I have no experience of this but personally I wouldn't do it. 4 months is very young. 9 months is very young to not "be the baby". I would worry that her own child would take up too much time, at the expense of your children. I have nothing against the concept of nwoc, but would prefer if the child was nearer to the age of your elder child. Failing that, i would choose a less highly qualified but experienced person. I an ideal world! I know that it's not always an option!
I've previously been a NWOC. I also had a nanny share role with 2 families living on the same road. Family 1 had an 8mth old and 6yr old and Family 2 had a 6mth old and a 2yr old!
This position in particular worked really really well because the family were already friends so the children knew each other. The babies were in good routines although the 8mth old had separation anxiety but I managed to comfort her and also reassure her mum who was also very worried.
I personally think 4mths old is quite young but if she is a professional nanny and takes her job seriously then it can definitely work!
Having two babies although different in age can be very similar to having twins and as long as a good routine is established it can work out really well!
Lots of people always say they think nannies would put their own child first when working as a NWOC but from my own experience and through others whom I know personally this isn't the case. There are many nannies out there who put their charges first or try and give as equal attention as possible.
You need to have a few trial days - your children need to get to know the nanny without you there and without her own child then another day with her child there and you can see how things have gone.
If you agree on a suitable routine and discipline etc. then I can't see why this role wouldn't work out.
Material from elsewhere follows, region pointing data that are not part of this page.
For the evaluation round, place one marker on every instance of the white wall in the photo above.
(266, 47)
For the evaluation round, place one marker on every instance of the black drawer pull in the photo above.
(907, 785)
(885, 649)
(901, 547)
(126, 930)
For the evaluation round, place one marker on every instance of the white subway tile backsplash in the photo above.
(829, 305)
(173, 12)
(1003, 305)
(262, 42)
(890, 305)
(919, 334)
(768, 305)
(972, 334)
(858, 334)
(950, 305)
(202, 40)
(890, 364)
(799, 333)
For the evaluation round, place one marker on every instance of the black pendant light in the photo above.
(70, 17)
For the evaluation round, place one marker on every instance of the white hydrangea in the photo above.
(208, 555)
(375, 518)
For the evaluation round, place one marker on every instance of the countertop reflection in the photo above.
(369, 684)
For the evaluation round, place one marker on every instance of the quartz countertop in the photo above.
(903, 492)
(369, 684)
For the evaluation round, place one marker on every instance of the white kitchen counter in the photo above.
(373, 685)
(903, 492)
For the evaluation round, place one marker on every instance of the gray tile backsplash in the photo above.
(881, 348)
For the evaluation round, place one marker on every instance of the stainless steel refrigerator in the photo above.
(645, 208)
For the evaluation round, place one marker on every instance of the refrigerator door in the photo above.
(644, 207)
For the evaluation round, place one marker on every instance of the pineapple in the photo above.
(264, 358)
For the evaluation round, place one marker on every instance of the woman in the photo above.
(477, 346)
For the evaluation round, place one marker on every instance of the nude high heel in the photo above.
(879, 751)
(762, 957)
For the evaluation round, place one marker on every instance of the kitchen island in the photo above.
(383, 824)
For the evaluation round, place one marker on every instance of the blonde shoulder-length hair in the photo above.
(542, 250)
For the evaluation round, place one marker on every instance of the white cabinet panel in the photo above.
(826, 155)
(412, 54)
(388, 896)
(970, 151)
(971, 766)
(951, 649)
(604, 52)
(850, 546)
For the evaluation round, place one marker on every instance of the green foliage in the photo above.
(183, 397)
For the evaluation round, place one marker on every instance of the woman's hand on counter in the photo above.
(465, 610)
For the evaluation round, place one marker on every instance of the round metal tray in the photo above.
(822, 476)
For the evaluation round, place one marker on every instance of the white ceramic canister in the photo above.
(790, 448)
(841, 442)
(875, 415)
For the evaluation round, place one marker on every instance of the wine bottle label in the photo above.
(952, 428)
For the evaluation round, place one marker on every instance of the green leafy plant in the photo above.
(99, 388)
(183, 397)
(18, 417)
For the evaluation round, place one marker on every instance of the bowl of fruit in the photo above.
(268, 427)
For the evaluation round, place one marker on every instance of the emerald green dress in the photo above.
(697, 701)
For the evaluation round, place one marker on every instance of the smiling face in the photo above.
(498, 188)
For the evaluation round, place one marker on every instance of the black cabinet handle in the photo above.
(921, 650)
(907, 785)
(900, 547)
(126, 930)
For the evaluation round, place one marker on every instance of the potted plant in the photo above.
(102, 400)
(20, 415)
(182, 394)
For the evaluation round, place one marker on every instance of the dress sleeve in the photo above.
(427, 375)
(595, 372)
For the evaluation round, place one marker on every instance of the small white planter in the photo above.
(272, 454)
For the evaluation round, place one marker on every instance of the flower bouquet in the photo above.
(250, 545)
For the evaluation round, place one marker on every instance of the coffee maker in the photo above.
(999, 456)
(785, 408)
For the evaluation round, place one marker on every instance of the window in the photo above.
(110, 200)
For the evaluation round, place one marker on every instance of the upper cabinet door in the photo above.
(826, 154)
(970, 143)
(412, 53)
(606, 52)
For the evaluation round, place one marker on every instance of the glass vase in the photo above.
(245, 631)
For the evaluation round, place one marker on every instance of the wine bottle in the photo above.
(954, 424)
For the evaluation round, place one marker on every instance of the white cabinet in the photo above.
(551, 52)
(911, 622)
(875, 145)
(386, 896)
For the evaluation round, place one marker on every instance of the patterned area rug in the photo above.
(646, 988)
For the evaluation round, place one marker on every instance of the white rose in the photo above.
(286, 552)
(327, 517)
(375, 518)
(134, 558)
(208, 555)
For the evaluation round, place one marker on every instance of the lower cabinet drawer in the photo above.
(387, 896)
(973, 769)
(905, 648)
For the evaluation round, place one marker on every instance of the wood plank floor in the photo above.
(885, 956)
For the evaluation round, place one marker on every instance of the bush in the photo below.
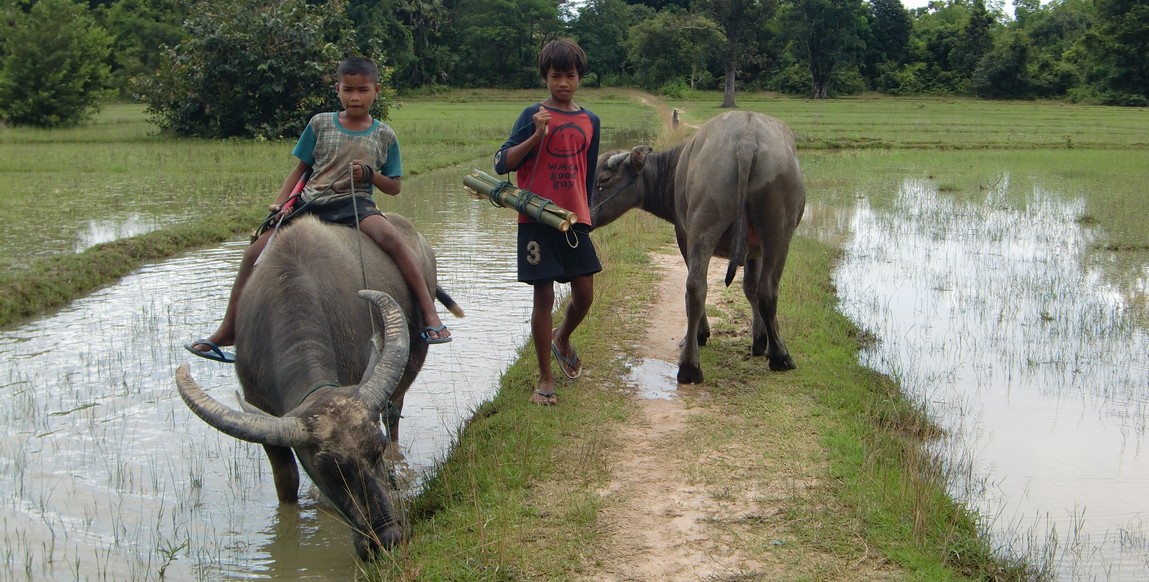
(55, 66)
(794, 79)
(254, 69)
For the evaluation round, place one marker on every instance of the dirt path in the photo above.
(662, 527)
(666, 521)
Have you checked her references etc?
Thanks for your replies. Her child will be 5 months old, not 4 months (I have a 4 year old, maybe causing confusion!). I haven't checked her references yet - still at an early stage in the process. Her child will be minded 2 days a week, so it'll be 2/3 days nwoc, and 2 days without child - don't know if this changes things?
Sounds quite similar to what I have. I have a 6yo DS and a now 20 month old DD. Nanny has a DD 6 months older than mine. She started when my DD was born and brings her DD with her on 2 of the 4 days she works. It generally works very well. Was v hard work for her in the early days but she got my DD and hers into a good routine. Now they are older they play together and are easier in many ways. My DS has had to play a bit second fiddle sometimes but I put my DD in nursery a couple of afternoons a week so that Nanny has some 1:1 time with DS after school run. It works well as long as none of the kids are really ill. I have in the contract that she can bring her DD and I expect her to work if any of the kids have D&V, chicken pox, basically common childhood illnesses.
So it can work, you need to be clear in the contract how you will deal with illness, equipment (e.g. Double buggy, travel cot, highchair) and food (who will provide food for her child).
If my nanny has another child in the future I would probably be a bit more cautious. I'd try it and see but I think it works well now because my DD and hers are close in age. If she had another baby when our DDs are (say) 5 I would have doubts because I can see there are times that she has to work to the youngest child (e.g. Going to softplay, which just about works now but in a few years by DS won't be interested). That's fine when she'd have to do that anyway because of my youngest child, but if she was restricted in what she could do because of having a baby in tow that wasn't mine, I'd struggle with it. Plus 4 kids is a stretch!